As a human, who believes in equal opportunity and equal rights, I refused to believe that I could not treat my two dogs equally. They were both my darling, furry children. But the dog behaviorist successfully convinced me that dogs have a hierarchy, and equal treatment had to go out the window. It wasn’t difficult to convince me. We were having dog fights; that had to stop. So I was willing to do whatever it took to stop the fights. If we were not having any problems, I would probably have continued treating them equally.
Loki is alpha.
Between the two dogs, Loki is alpha. Convincing me of that took more work. I felt that Jujube had a lot more dominant traits. The behaviorist informed us that the incumbent dog is always alpha by default. Loki was here first, therefore he is alpha by default. But, I argued, Jujube has a lot of dominant traits too. She’ll fight back when Loki attacks her, and she even wins sometimes. She’s much better at humping him rather than the other way around.

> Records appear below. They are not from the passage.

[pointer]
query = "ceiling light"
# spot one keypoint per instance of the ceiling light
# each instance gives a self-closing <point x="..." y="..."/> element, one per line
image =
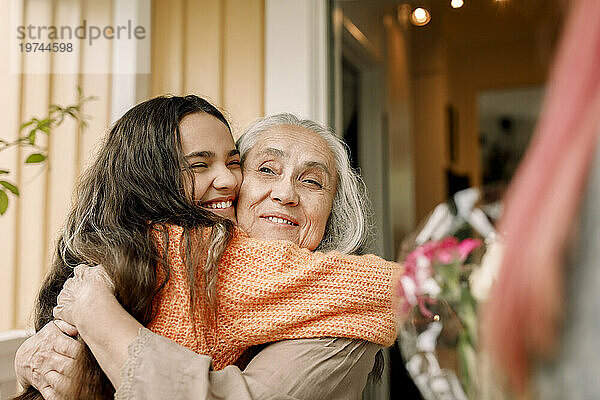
<point x="420" y="16"/>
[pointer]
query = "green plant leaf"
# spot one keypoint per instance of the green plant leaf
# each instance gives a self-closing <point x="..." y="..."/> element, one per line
<point x="44" y="125"/>
<point x="31" y="137"/>
<point x="3" y="202"/>
<point x="14" y="190"/>
<point x="35" y="158"/>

“But who starts the fights?” she asked me.
“Does Jujube ever start the fights?”
Therefore, Loki is alpha. Loki is trying to control her, trying to dominate her. She does not try to control or dominate him.
Switching status is possible.
It’s very possible that dogs will switch roles. The behaviorist told us that she wouldn’t be surprised if Jujube became alpha later on, but until that happens, we should treat Loki as alpha.
Support Loki as alpha.
This notion was the most revolutionary for me. Prior to the behaviorist, I would always admonish Loki for showing teeth or growling at Jujube. He was the one displaying aggression. Shouldn’t he be the one reprimanded? Shouldn’t he be the one to be corrected?
Instead, the behaviorist suggested that we support Loki as alpha. This meant that when Loki showed teeth to or growled at Jujube, we should be his ally, not his enemy. For instance, if he growled at her to stay away and give him more personal space, we should make Jujube back up and give him more personal space. Dogs show teeth or growl to communicate to other dogs. Jujube wasn’t getting the message. She was not heeding his warnings. We needed to help facilitate that communication. Admonishing Loki for showing teeth was a mixed signal to the dogs. It told Jujube that she didn’t need to listen to Loki and could ignore his warnings.
Additionally, we were advised to treat Loki as alpha by feeding first, greeting first, letting him out first, etc. But since we were having problems, we were advised to not allow either of them access to the couch or bed.
We immediately implemented alpha treatment and alpha support of Loki. So far, so good.